Blended Scotch whisky, however, continues to struggle in South Korea. The traditional on-trade (or TOT), which includes establishments such as Karaoke or hostess bars, remains the main channel for Scotch whisky sales. “The past decade, however, has seen the TOT channel shrink dramatically, due to a slower economy, stricter anti-corruption laws and a change in attitudes among younger people. While the modern on-trade (MOT) channel, which includes venues such as high-energy clubs, western style bars and gastro-lounges, is growing, it is not at a fast-enough rate to compensate for the decline in the TOT,” adds Keeling.

Compounding the problem has been the rise of a new class of low-ABV whiskies (typically 35% to 36.5% ABV), which appeared in 2010 pioneered by Busan-based Golden Blue. In 2018, sales of low-ABV whiskies surpassed Scotch for the first time.

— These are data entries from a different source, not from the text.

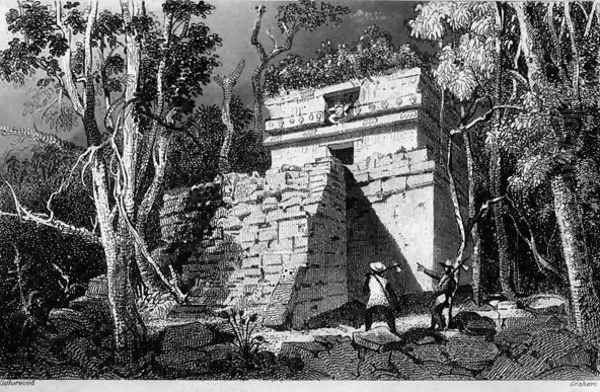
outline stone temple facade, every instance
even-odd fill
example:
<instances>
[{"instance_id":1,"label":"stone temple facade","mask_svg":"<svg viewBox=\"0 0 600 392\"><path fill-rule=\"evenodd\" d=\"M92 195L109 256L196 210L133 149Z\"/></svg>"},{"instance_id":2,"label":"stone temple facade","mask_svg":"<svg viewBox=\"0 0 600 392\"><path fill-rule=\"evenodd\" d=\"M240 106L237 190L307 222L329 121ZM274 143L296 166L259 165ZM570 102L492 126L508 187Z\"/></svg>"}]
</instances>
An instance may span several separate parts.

Keeling adds, “low-ABV whiskies are perceived as being healthier and easier to drink, which has made them popular with TOT hostesses who are key in driving sales in the TOT. While volumes have largely been restricted to the TOT, brands are increasingly bringing them into the MOT and off-trade.”

“It is possible that consumers will eventually tire of low-ABV whiskies, but whether they move back to Scotch remains to be seen,” notes Keeling.

While Scotch faces increasing struggles, the South Korean whisky category does offer glimmers of hope; companies are innovating with new products that tap into the larger health and wellness movement; US, Irish and Japanese whiskies are growing, driven particularly by the popularity of highballs; and the small standard Scotch segment is enjoying success, driven by at-home drinking and the MOT.